Я преградила ему выход рукой.
– Я не изменилась.
– Конечно, изменилась. Ты меня переросла.
– Это неправда.
– Ванесса. – Он взял мое лицо в ладони. – Мы должны расстаться. По меньшей мере, на время. Ладно? Это вредно для нас обоих.
От потрясения я стояла столбом и позволяла ему касаться своего лица.
– Ты должна зажить собственной жизнью, – сказал он. – Твое существование не должно вертеться вокруг меня.
– Ты говорил, что не злишься.
– Я не злюсь. Посмотри на меня, я не злюсь.
Это была правда – он совсем не выглядел злым, его глаза за очками без оправы были спокойны.
Две недели я провела на диване перед телевизором рядом с прижавшейся ко мне Мину. Я смотрела все диски с «Твин Пикс», а некоторые серии пересматривала снова и снова. Иногда ко мне присоединялась Бриджит, но, когда я начинала просматривать повторно сцены с насилием и криками, в которых в доброго персонажа-мужчину вселялся садистский дух, заставляющий его насиловать и убивать девочек-подростков, она уходила к себе в спальню и закрывала дверь.
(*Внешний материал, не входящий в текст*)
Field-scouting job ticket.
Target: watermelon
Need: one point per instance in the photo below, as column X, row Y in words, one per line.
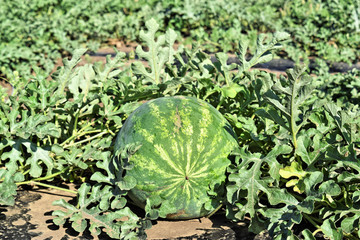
column 183, row 155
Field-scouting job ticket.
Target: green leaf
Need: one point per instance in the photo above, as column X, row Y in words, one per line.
column 8, row 186
column 82, row 81
column 308, row 235
column 119, row 223
column 329, row 229
column 247, row 176
column 262, row 50
column 38, row 156
column 160, row 52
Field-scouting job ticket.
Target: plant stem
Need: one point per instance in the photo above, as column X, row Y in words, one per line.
column 213, row 212
column 292, row 116
column 311, row 221
column 80, row 133
column 51, row 186
column 85, row 140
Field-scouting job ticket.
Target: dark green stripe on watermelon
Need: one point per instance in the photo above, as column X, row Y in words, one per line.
column 185, row 143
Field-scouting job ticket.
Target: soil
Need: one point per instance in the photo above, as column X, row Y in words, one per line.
column 31, row 218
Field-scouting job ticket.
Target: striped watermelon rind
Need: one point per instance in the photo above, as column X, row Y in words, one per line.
column 185, row 144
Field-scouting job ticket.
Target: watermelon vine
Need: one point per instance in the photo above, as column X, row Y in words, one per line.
column 278, row 150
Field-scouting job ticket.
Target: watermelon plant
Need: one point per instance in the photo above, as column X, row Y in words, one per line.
column 181, row 161
column 293, row 159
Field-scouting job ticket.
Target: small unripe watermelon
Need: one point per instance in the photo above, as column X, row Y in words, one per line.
column 185, row 144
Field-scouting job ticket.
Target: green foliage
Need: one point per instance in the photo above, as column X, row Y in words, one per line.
column 295, row 173
column 37, row 33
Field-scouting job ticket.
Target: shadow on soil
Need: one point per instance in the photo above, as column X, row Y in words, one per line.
column 16, row 224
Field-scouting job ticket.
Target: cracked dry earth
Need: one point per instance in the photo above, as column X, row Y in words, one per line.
column 30, row 218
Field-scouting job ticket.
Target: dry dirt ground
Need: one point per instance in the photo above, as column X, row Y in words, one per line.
column 31, row 217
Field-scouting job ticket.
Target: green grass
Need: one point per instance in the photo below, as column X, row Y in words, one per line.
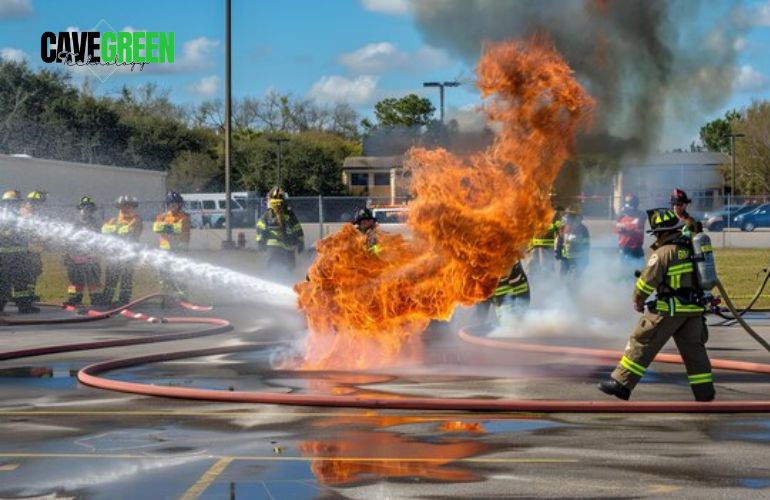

В эти недели в новостях крутили сюжет о пропавшей в Орегоне четырнадцатилетней девочке по имени Катрина – хорошенькой, белой и фотогеничной. Ее лицо было повсюду, заголовки сливались с сериалом. «Кто похитил Катрину?», «Кто убил Лору Палмер?». Обеих в последний раз видели бегущими что есть духу, исчезающими в чащобе орегонских сосен. Главным подозреваемым в похищении Катрины был ее живущий отдельно, в прошлом страдавший душевным расстройством отец, известий от которого не поступало несколько недель. Я видела дюжину фотографий Катрины, но в новостях показывали всего один всклокоченный снимок ее отца, сделанный при аресте за вождение в нетрезвом виде. В конце концов обоих нашли в Северной Каролине, где они жили в хижине без электричества и водопровода. Когда отца арестовали, он, по утверждению ведущих, сказал: «Рад, что это наконец закончилось». Позже появились новые подробности: как осунулась Катрина в бегах, как ей приходилось есть полевые цветы, чтобы не умереть от голода. Сидя в одиночестве в подсвеченной синими отблесками экрана гостиной, я бормотала слова, слишком страшные для чужих ушей: я готова была поспорить, что ей отчасти это нравилось и она меньше всего хотела, чтобы ее поймали.